05-06-2011 04:35 AM
TestStand (4.0.1) on Windows 7
When launching the TestStand (4.0.1) version selecter I get the error "HKEY_LOCAL_MACHINE\SOFTWARE\MICROSOFT\VISUALSTUDIO\8.0\CLR VERSION could not be found in the system registry" code: -17003.
I then click on this and the TestStand version says it has changed correctly. Then I click on 'launch' and get the error message "Sequence Editor path not found".
What is going on, is TestStand compatible with Windows 7? What has microsoft got to do with TestStand 4?
TestStand 2.0 works on Windows 7 via the version selecter.
05-06-2011 09:40 AM
4.1 was the first version of TestStand to support Windows 7.
05-06-2011 11:28 AM
It's recommended that you use TestStand 4.1 or higher if you are running on Vista and TestStand 4.2.1 or higher if running on Windows 7.
See:
http://zone.ni.com/devzone/cda/tut/p/id/10383#toc1
It might be possible to use earlier versions of TestStand, but you must explicitly run any version earlier than 4.1 as an administrator (and run the version switcher as an administrator) and NI does not support using versions earlier than 4.1 on Vista and earlier than 4.2.1 on Windows 7.
Hope this helps,
-Doug
05-09-2011 03:42 AM
Understand, but why does TestStand version 2.0 work on Windows 7 using the version selector and version 4.0.1 does not?
05-09-2011 10:08 AM - edited 05-09-2011 10:10 AM
I have a couple of theories, not sure which it is.
1) Perhaps you installed 2.0 and it was working because of this, not because of version switching.

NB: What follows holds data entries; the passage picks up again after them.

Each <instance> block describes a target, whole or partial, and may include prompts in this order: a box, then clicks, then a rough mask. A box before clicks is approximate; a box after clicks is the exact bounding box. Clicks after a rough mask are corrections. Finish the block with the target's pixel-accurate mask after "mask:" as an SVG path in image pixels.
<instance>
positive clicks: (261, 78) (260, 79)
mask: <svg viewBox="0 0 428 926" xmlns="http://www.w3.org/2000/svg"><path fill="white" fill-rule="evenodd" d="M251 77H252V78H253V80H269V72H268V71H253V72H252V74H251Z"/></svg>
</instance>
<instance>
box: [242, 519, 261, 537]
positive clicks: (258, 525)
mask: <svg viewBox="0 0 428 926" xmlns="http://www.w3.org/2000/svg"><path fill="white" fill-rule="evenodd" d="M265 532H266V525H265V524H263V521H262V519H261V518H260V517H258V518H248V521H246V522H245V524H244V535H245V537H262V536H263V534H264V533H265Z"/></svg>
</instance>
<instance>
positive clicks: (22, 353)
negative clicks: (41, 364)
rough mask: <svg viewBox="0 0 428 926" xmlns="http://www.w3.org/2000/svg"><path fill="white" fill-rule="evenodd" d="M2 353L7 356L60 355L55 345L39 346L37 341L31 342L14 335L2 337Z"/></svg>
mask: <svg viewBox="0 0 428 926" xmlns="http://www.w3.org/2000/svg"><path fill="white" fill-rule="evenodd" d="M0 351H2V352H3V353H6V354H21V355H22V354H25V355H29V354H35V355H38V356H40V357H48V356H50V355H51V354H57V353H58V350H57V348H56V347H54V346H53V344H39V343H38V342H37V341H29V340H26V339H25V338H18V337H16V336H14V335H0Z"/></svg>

2) Newer versions of TestStand have a manifest in the exes that keeps them from being virtualized (with regards to UAC) by the OS (not sure if 4.0.1 had these or not, but if you are writing your own UI and your UI has a manifest that specifies an access level (all newer versions of Visual Studio add this by default) then your process won't get virtualized), virtualization is the OSes way of maintaining backwards compatibility with older programs. It lets them think they are writing to the registry or protected directories even though they are really writing to virtualized versions of these only seen by that program. It doesn't always work though because sometimes things really need to be done to the real version of something and not the virtualized version.
Either way, running TestStand and Version Switcher as Admin will likely allow older versions to work on the newer OSes (though it's not officially supported). Note that older versions of Visual Studio also recommend being run as admin on Vista and Windows 7. Until Vista came out, it was typical for Windows programs to expect to be run with administrator privileges and be able to write to the program files directory.